Further to this, both Sony and Microsoft are to feature hardware support for ray tracing, and this is another area where they can diverge. AMD are working on ray tracing themselves for their GPUs after Navi, but their semi-custom design team are allowed to offer their partners future technology – this is how the PS4 Pro ended up with ‘rapid packed math’ despite not adopting the rest of the more modern ‘Polaris’ GPU. This, however, is where I feel that Microsoft might have the biggest advantage. On PC they’ve already implemented DirectX Ray Tracing which enabled Nvidia’s RTX GPUs and the first ray tracing games that launched last year, and so they could be better placed to bring this to their console both in terms of software support and customising the actual hardware design.
Finally, the SSD and the storage set up could be similarly important in combination with the GDDR6 RAM. Both seem to be saying similar things, that the next-gen SSD, presumably built with a customised SSD controller to make good use of the faster PCIe 4 bus that AMD now supports, will be able to feed the RAM with the data it needs almost instantly. Microsoft spoke of this being used as virtual RAM.

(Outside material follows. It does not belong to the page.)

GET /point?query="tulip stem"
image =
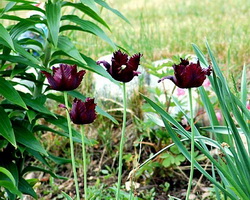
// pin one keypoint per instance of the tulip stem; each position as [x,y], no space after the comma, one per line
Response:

These words do lead me to expect that the consoles will employ as hybrid storage system. Though the prices of SSDs are coming down, they still don’t offer the raw capacity of a traditional HDD are comparable prices. A hybrid storage system would make more sense than a huge and expensive SSD, especially with external HDD storage support of current consoles in mind. This would cache the most commonly used files on the SSD, all the way up to storing entire games, and so a lot of performance would be found from customising the SSD controller, the size of the SSD and how intelligently the system software shuffles data around.
While we still don’t have the hard facts about the next generation, as both Sony and Microsoft have yet to reveal nitty-gritty details, there’s still some educated guesses to be made. Both PlayStation 5 and Project Scarlett sound pretty similar on paper and we might be heading toward the most boring era of graphical comparisons, but then the Xbox One and PlayStation 4 specs sounded pretty similar when they were first announced and look how that turned out.